In real defense, the goal is to disrupt the attacker’s arm path without grabbing. If your hips are up, you can pressure with movement and timing.
Coaching cue: If they sink after the kick, the hips aren’t up. Reset and slow down until it’s clean.
Lap 2 — Partner Drill: Defender Elbow-Line Pressure + Pressure Passing
Setup: pair athletes. One attacker has the ball and practices pressure passing. One defender applies realistic pressure.
Defender job
stay hips up
from horizontal eggbeater, breaststroke kick to close
simulate pressure by attacking the elbow line (controlled)
reset and repeat
Attacker job
stay tall on eggbeater
protect the ball under pressure
complete the pass without falling apart
This lap trains both sides of the game at once:
defenders learn to pressure with legs and positioning
attackers learn to pass under real stress
Game rule: defense is not just “hands.” Defense is legs + timing.

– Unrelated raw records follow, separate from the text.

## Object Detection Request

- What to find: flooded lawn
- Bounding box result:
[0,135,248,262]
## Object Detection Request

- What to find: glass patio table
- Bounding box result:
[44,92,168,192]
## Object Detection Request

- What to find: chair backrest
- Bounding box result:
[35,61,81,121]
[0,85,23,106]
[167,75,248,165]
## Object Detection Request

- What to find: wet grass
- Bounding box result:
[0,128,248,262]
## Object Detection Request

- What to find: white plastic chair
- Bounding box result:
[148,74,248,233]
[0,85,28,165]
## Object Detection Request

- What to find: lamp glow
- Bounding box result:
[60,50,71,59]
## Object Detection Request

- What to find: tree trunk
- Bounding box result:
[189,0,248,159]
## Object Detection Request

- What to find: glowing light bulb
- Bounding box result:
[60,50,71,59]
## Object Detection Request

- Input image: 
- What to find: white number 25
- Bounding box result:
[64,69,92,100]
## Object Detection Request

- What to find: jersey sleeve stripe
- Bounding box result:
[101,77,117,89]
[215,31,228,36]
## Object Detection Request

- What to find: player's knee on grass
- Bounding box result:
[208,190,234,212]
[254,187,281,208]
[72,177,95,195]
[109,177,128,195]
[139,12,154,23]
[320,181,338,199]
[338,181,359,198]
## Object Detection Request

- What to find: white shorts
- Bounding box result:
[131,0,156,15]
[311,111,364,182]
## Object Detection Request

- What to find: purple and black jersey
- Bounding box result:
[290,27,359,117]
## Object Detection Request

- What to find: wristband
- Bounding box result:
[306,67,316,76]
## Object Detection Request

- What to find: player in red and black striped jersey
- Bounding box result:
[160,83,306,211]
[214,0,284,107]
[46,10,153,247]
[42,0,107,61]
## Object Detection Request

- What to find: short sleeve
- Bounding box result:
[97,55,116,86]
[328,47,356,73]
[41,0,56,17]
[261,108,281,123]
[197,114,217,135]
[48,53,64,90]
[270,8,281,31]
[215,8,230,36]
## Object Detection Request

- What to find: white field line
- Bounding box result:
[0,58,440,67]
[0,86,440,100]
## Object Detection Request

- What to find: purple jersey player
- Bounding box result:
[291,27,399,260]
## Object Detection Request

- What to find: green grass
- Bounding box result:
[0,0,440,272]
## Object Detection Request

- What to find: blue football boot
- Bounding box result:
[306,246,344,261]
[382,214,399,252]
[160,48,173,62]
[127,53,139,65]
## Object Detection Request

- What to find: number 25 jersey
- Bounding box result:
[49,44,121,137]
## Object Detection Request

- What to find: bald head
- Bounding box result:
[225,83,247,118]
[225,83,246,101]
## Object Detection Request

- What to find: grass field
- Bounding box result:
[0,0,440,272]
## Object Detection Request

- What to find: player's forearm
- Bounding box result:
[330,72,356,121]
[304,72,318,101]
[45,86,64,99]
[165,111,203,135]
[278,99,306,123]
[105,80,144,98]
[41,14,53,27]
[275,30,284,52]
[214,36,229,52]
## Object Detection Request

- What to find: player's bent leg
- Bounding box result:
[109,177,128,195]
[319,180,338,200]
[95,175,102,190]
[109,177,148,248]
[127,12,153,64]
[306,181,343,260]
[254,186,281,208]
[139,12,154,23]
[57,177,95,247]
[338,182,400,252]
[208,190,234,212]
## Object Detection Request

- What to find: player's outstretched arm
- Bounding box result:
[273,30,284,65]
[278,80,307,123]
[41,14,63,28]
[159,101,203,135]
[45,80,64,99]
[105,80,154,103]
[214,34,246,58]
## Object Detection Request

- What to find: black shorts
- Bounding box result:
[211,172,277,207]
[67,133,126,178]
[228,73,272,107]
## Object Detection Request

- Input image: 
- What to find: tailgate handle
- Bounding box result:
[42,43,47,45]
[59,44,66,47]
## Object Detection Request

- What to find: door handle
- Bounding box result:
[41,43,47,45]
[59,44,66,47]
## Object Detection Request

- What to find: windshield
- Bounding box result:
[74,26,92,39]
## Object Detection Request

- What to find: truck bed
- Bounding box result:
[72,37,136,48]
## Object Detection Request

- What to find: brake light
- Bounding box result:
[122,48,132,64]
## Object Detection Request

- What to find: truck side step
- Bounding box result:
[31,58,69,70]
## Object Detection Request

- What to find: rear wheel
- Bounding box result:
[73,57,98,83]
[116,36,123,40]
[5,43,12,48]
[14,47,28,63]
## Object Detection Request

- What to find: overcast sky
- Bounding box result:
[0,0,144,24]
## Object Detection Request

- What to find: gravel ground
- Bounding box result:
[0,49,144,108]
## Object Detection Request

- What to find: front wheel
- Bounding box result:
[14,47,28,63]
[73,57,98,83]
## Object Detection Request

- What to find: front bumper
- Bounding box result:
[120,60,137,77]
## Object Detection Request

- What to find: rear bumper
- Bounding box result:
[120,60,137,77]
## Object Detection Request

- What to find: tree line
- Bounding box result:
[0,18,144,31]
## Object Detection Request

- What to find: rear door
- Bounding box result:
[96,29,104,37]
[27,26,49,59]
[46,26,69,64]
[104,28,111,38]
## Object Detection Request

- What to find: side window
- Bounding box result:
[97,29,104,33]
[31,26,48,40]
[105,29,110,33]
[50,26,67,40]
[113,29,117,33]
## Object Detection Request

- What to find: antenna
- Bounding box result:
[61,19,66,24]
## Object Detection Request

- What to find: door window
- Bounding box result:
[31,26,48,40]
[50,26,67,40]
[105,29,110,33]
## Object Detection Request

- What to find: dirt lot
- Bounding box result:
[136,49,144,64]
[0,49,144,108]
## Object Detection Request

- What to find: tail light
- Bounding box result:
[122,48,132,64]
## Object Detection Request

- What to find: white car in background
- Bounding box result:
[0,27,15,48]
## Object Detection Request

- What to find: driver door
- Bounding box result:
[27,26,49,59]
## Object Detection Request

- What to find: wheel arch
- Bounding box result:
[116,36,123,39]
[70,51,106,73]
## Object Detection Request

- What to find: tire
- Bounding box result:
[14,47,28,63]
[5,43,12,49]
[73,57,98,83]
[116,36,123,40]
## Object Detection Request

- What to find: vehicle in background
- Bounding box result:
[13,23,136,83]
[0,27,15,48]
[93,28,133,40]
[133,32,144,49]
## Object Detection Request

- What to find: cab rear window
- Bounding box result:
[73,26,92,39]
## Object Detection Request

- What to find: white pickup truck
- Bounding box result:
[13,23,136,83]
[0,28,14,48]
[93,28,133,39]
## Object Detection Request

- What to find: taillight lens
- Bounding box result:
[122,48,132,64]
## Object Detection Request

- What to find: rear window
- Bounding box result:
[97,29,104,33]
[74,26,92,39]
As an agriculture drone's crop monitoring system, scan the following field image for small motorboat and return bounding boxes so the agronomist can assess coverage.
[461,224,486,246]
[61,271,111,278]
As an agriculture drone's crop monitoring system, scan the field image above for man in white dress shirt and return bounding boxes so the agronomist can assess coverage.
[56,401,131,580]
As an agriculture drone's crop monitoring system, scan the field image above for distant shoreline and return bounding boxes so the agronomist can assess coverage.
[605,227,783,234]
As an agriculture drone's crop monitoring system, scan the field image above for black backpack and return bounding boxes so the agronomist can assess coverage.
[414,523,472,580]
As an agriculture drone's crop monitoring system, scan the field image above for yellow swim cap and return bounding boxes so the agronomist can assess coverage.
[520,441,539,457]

Lap 3 — Reverse Eggbeater (Backwards) to Defend the Drive
This is one of the most important defensive movement skills for modern water polo.
Goal: move backwards while staying tall, so you can defend drives and stay in the passing lane.
How to do it
chest tall, hips up
move backwards using reverse eggbeater
focus on balance and steady speed (no sinking)
Important: reverse eggbeater takes time. That’s normal. But once athletes learn it, defending drives becomes way easier.
The most common mistakes (and how to fix them)
Mistake 1: Sitting in the water
Fix: “hips up” cue + shorter bursts until posture holds.
Mistake 2: Legs too narrow
Fix: knees slightly wider than shoulders, feet turned out.
Mistake 3: Too much arm chaos
Fix: arms are for balance and timing. Legs do the work.
Mistake 4: Slow reset
Fix: after every kick or contact, recover instantly back to eggbeater.
For coaches (how to run this every week)
Run the circuit once per week as a defensive station. It gives you:
a repeatable system
a measurable skill (hips up posture)
game-real movement patterns
And the best part: athletes improve without you yelling “MOVE!” all practice, because the drills force correct movement.
Final reminder
Tell your athletes this every practice:
“Hips up in defense. Always.”
Because that single habit affects everything:
speed, positioning, endurance, confidence, and discipline.